Flaming è un pittore che non ha mai iniziato un quadro, è l’artista tormentato dalle proprie ossessioni, artefici del suo fallimento creativo. Non è in grado di rivolgersi direttamente agli altri personaggi, parla solo con sé stesso, chiuso nel proprio inquieto mondo. Cossu è un gigante che si definisce pescatore, ma solo perché svolge una vita d’attesa: in effetti, non ha mai ucciso alcun animale. Segue le voci delle stelle, credendo fermamente in un destino scritto e voluto dal cielo. Agli altri personaggi si rivolge dando sempre del lei e con un linguaggio che pesa ogni parola.
Elvira è un’astronoma senza credenze, osserva il mondo attraverso un binocolo. Non ha mai toccato la terraferma, per questo vive sopra una struttura di legno consumata dal tempo, avvolta da logore lenzuola bianche.
L’intero spettacolo è costruito su una dialettica tra elevazione e caduta.

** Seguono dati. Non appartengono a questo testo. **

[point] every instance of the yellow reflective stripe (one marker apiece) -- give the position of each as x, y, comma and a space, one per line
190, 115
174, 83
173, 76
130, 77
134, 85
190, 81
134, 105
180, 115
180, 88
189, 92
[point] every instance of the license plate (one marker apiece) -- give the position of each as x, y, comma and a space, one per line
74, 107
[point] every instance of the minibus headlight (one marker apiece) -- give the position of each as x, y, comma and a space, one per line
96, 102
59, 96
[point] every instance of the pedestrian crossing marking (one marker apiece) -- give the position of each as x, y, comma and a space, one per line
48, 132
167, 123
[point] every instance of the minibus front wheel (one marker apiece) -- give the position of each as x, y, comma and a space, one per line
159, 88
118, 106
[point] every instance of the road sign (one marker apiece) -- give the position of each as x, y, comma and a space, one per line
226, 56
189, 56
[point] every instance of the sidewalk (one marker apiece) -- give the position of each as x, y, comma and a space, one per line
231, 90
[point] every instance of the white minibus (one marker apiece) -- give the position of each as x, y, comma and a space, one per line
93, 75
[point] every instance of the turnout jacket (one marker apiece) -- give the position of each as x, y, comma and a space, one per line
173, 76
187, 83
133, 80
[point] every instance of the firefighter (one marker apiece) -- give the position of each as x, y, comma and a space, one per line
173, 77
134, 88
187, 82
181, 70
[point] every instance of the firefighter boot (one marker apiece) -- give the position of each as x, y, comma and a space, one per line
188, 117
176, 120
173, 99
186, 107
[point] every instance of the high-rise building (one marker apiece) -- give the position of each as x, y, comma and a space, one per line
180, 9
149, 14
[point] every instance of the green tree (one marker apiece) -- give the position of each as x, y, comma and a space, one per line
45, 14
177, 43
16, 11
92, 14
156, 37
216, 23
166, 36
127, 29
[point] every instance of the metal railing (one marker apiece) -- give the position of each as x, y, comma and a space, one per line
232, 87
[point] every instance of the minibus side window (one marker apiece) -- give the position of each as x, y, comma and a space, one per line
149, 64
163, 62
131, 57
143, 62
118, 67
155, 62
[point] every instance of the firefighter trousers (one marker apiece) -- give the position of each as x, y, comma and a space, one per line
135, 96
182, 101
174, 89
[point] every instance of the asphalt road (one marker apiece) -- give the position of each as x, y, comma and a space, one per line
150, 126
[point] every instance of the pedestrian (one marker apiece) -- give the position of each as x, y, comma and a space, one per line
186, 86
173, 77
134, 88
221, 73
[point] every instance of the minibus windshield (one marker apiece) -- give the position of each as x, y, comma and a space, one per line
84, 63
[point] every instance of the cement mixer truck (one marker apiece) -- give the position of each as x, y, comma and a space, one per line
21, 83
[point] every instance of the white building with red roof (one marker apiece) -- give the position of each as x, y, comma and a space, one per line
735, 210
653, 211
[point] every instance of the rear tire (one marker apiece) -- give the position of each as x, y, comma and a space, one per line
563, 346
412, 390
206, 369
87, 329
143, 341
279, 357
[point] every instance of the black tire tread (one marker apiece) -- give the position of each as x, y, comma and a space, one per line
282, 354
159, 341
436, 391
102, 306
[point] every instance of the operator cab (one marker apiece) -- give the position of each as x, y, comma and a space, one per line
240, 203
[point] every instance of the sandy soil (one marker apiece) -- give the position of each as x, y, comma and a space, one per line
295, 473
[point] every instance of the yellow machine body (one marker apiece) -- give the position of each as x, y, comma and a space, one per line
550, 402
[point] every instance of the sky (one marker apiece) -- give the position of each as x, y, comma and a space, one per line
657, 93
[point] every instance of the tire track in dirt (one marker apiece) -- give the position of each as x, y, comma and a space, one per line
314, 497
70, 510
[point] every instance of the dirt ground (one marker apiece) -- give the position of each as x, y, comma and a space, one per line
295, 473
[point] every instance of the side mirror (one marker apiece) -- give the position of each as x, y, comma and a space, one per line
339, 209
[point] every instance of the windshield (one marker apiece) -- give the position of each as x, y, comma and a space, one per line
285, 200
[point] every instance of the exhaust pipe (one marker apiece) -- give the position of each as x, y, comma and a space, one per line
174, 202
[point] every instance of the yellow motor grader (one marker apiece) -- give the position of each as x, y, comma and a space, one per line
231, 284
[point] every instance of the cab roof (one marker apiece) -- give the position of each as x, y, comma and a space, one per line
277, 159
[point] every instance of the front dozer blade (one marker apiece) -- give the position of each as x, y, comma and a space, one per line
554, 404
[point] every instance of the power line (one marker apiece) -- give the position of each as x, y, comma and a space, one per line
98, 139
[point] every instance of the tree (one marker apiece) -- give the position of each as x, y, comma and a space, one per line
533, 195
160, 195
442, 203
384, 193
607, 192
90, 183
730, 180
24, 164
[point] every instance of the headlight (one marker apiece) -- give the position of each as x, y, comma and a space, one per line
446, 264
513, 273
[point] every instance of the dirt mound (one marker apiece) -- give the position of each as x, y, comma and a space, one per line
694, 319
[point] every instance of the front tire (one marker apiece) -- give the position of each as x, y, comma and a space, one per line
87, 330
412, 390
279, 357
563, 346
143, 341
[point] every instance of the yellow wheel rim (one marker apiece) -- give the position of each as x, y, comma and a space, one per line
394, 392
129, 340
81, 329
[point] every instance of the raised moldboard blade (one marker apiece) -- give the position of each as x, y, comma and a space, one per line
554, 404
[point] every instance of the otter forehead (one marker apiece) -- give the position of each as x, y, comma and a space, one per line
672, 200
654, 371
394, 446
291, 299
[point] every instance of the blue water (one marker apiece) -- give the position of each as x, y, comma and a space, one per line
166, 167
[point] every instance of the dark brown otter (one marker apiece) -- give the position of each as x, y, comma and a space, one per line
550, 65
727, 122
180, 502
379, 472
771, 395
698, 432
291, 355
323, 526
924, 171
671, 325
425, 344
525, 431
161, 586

Tutto ciò che è “alto” (Elvira, la ragione, la scienza) è in realtà prigionia.
Tutto ciò che è “basso” (Cossu, mare, sabbia) è vita e liberazione.
L’arte, rappresentata da Flaming, è la mediazione impossibile tra i due poli.

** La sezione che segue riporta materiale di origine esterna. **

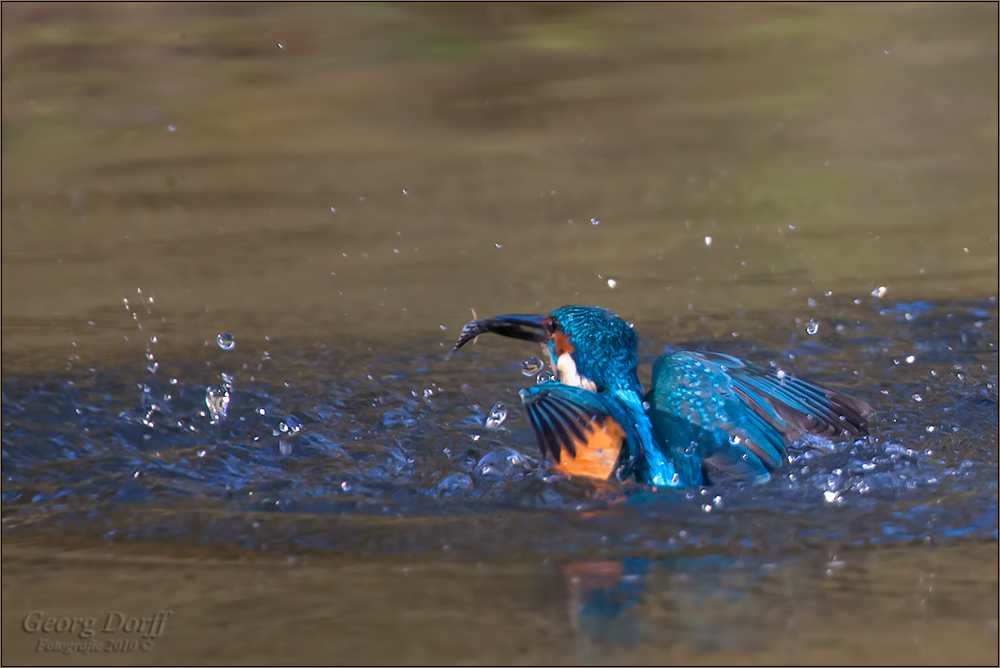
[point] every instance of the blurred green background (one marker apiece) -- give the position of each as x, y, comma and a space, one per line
371, 171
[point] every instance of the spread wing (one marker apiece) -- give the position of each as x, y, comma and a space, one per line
578, 427
738, 416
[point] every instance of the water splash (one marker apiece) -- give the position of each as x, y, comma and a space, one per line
531, 366
217, 401
497, 416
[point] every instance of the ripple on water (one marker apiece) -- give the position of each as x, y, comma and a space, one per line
312, 442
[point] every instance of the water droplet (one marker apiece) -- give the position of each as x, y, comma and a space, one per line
454, 484
531, 365
497, 416
217, 401
500, 463
291, 425
227, 341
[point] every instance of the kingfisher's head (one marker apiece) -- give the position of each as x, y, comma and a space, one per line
587, 346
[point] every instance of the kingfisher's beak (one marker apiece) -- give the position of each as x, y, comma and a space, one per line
525, 327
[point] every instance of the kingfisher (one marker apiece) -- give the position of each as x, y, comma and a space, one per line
706, 414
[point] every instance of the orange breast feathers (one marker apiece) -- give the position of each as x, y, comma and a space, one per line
596, 456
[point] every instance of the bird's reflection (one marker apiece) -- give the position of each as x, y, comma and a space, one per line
706, 602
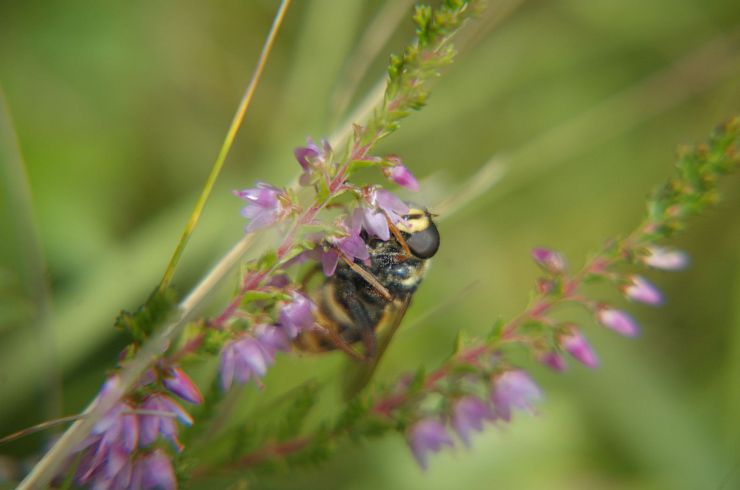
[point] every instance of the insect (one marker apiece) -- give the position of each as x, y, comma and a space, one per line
352, 306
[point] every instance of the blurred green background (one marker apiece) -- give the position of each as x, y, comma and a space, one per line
120, 109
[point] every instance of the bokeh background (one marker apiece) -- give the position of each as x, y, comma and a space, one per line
119, 111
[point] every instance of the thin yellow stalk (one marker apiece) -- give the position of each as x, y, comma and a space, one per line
226, 146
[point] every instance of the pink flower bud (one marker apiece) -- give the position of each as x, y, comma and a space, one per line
577, 346
181, 385
427, 436
617, 320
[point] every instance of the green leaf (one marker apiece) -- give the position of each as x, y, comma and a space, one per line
154, 312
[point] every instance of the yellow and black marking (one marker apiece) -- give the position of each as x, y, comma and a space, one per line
352, 310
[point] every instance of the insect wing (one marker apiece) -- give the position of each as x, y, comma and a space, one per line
358, 374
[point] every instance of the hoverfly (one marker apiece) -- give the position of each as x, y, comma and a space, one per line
366, 303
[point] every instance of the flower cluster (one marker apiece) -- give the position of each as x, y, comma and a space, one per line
559, 286
122, 450
509, 390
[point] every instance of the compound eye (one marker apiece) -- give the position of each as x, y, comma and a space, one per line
424, 244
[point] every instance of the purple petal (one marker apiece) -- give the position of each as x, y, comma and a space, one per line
391, 204
181, 385
578, 347
617, 320
228, 361
513, 389
250, 360
329, 261
130, 431
469, 413
427, 435
297, 315
272, 339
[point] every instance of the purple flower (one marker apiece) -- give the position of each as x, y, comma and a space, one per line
427, 435
578, 347
306, 154
181, 385
549, 260
665, 258
297, 315
163, 423
110, 443
617, 320
553, 360
153, 471
643, 291
311, 157
513, 389
352, 245
263, 205
113, 471
469, 413
402, 176
244, 359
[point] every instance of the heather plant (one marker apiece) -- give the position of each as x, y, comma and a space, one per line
156, 425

La regia vuole restituire un mondo tormentato e poetico, in cui gesti e parole assumono una rilevanza precisa, mai lasciata al caso, tessendo un sottostrato ambivalente di significati e interpretazioni. L’atmosfera dev’essere ipnotica, sospesa, a tratti claustrofobica, con una tensione che cresce lentamente ma inesorabilmente.